Mollo: senza il Pef aumenti inevitabili, sono 15 le proposte fatte

14 Dicembre 2021

«Senza il Piano economico e finanziario, o un intervento urgente di altro genere, sarà impossibile scongiurare gli aumenti dei pedaggi del 34,75% sulle autostrade A24 e A25 a partire dal primo...

«Senza il Piano economico e finanziario, o un intervento urgente di altro genere, sarà impossibile scongiurare gli aumenti dei pedaggi del 34,75% sulle autostrade A24 e A25 a partire dal primo gennaio 2022. In assenza di una risposta certa da parte del governo anche il piano di messa in sicurezza dell’infrastruttura subirà inevitabili rallentamenti». Lo aveva dichiarato al Centro l’amministratore delegato di Strada dei Parchi, Riccardo Mollo (nella foto), a margine della visita di venerdì scorso all’Aquila del ministro delle Infrastrutture e della Mobilità sostenibile, Enrico Giovannini, per illustrare le opportunità del Piano nazionale di ripresa e resilienza.
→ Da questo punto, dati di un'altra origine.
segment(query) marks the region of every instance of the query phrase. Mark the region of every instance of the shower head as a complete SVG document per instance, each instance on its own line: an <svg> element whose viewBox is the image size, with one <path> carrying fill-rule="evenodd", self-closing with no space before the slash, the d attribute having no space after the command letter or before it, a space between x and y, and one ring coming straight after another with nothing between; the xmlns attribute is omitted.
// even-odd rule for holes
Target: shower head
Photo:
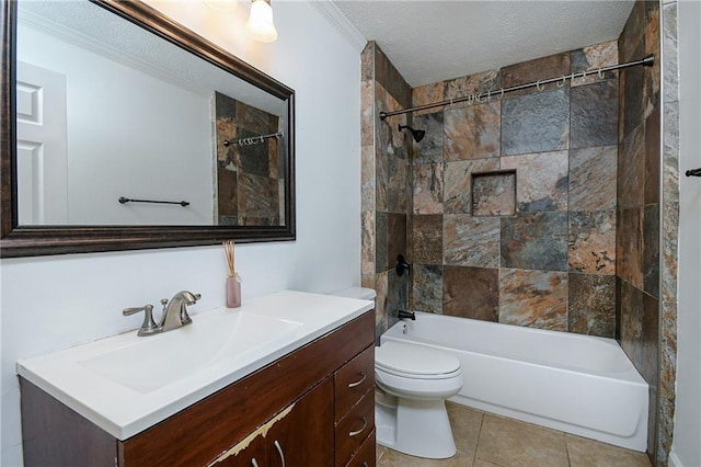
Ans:
<svg viewBox="0 0 701 467"><path fill-rule="evenodd" d="M418 143L422 139L424 139L424 136L426 136L426 132L424 129L414 129L411 126L406 126L406 125L399 125L399 130L401 132L402 129L409 129L412 134L412 136L414 137L414 141Z"/></svg>

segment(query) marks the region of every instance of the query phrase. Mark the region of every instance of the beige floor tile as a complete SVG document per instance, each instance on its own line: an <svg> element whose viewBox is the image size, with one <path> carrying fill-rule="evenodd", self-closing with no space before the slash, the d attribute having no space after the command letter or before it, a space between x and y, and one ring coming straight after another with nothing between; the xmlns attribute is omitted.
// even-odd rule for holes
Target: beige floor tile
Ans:
<svg viewBox="0 0 701 467"><path fill-rule="evenodd" d="M564 433L484 414L476 458L506 467L566 467Z"/></svg>
<svg viewBox="0 0 701 467"><path fill-rule="evenodd" d="M565 435L572 467L650 467L647 454Z"/></svg>
<svg viewBox="0 0 701 467"><path fill-rule="evenodd" d="M466 459L458 455L449 459L425 459L423 457L407 456L393 449L387 449L378 467L466 467Z"/></svg>
<svg viewBox="0 0 701 467"><path fill-rule="evenodd" d="M484 414L459 403L447 402L446 407L458 448L456 456L462 460L461 467L472 467Z"/></svg>
<svg viewBox="0 0 701 467"><path fill-rule="evenodd" d="M489 460L474 459L474 467L502 467L498 464L492 464Z"/></svg>

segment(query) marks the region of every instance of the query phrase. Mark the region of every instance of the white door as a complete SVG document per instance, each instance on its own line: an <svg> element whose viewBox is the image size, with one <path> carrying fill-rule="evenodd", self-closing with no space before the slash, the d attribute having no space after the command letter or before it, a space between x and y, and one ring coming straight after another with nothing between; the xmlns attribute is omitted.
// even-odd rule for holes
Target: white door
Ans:
<svg viewBox="0 0 701 467"><path fill-rule="evenodd" d="M19 223L67 224L66 77L19 61L16 82Z"/></svg>

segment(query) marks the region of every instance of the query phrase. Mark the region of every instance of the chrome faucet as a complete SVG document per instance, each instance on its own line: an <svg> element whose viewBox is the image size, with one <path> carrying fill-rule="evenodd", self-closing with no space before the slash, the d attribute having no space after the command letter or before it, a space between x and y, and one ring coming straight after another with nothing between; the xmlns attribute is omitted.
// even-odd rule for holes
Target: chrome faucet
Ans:
<svg viewBox="0 0 701 467"><path fill-rule="evenodd" d="M173 295L173 298L170 300L168 298L163 298L161 300L161 305L163 305L163 312L161 314L161 322L158 324L153 321L153 305L125 308L122 314L124 316L129 316L143 311L143 322L141 323L141 328L139 328L139 332L137 332L137 335L153 335L192 323L193 320L189 315L187 315L187 305L194 305L200 297L202 296L199 294L193 294L188 291L180 291L177 294Z"/></svg>
<svg viewBox="0 0 701 467"><path fill-rule="evenodd" d="M163 314L161 315L161 332L170 331L171 329L182 328L185 324L189 324L193 320L187 315L187 305L195 305L200 298L199 294L193 294L187 291L180 291L173 295L173 298L169 301L163 298L161 305L163 305Z"/></svg>

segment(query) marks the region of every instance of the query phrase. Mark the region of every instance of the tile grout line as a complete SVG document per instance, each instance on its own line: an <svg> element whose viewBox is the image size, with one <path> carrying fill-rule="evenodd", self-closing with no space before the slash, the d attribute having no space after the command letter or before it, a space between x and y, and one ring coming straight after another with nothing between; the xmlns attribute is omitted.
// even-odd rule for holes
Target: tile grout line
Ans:
<svg viewBox="0 0 701 467"><path fill-rule="evenodd" d="M480 431L478 431L478 443L474 445L474 454L472 455L472 465L478 460L478 449L480 448L480 438L482 437L482 428L484 426L484 412L480 412L482 417L480 417Z"/></svg>

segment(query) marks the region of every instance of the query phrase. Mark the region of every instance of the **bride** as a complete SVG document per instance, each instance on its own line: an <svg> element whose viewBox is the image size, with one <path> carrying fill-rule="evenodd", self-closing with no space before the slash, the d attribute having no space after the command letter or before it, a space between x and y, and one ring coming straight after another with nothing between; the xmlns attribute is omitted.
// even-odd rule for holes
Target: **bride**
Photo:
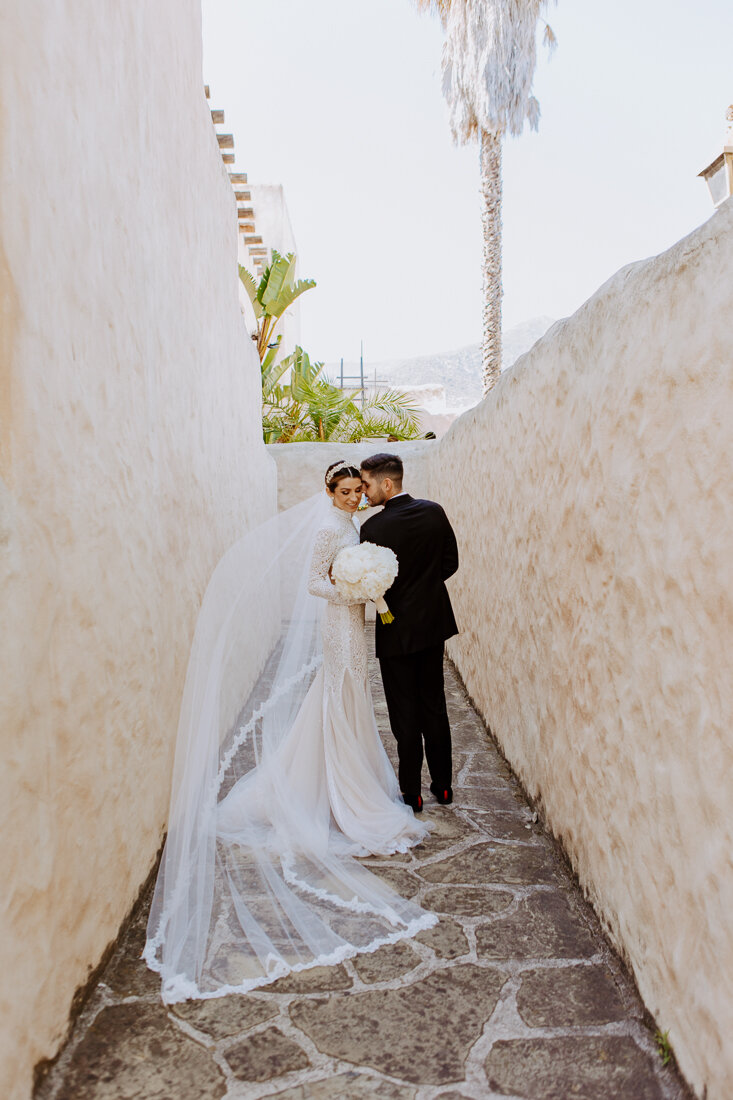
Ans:
<svg viewBox="0 0 733 1100"><path fill-rule="evenodd" d="M358 862L426 835L376 728L355 546L359 470L244 536L199 612L144 958L167 1003L247 992L435 924ZM260 654L267 653L263 660Z"/></svg>

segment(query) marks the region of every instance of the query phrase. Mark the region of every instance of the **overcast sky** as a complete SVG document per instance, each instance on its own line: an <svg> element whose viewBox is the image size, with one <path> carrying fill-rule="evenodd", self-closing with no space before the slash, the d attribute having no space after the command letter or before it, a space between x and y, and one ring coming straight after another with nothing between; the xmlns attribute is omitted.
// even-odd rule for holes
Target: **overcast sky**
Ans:
<svg viewBox="0 0 733 1100"><path fill-rule="evenodd" d="M237 167L282 183L313 358L448 351L481 331L475 145L411 0L203 0L204 76ZM571 314L712 213L697 173L733 102L733 0L560 0L539 132L505 143L504 323Z"/></svg>

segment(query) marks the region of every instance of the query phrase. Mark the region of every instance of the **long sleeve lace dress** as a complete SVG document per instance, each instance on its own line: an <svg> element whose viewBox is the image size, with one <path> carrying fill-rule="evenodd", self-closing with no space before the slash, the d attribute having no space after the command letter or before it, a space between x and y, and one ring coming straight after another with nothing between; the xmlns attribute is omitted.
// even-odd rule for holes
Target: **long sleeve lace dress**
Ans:
<svg viewBox="0 0 733 1100"><path fill-rule="evenodd" d="M295 844L305 829L309 850L317 842L321 851L387 855L405 851L427 832L400 796L376 728L364 604L346 601L329 576L339 551L358 543L353 518L335 507L316 536L308 583L313 595L328 601L322 667L277 751L220 803L219 835L236 838L244 822L267 822L272 806L280 835L291 834Z"/></svg>

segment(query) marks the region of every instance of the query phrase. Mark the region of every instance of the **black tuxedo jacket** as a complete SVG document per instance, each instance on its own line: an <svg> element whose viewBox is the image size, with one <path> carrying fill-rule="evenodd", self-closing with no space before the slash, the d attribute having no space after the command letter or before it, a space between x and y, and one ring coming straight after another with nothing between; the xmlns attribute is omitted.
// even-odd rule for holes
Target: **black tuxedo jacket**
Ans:
<svg viewBox="0 0 733 1100"><path fill-rule="evenodd" d="M378 657L415 653L458 634L445 584L458 569L458 546L439 504L393 497L364 522L361 541L394 550L400 565L384 596L394 623L376 616Z"/></svg>

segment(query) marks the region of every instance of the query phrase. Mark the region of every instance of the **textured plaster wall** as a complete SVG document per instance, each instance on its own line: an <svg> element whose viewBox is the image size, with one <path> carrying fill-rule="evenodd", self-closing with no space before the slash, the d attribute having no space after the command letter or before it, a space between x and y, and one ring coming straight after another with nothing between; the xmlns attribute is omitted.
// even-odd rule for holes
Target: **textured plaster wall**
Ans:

Nel corso della sua unica tappa abruzzese «il ministro non ha ritenuto di dover incontrare il rappresentante di Strada dei Parchi», aveva sottolineato il manager. La nostra ultima proposta di Pef, la quindicesima dal 2013, prevedeva rincari minimi di circa il 2% annuo». Lo stesso giorno Mollo era stato ricevuto dal commissario ad acta per il Pef raccogliendo le indicazioni per elaborare un nuovo piano, il numero 16 in 8 anni.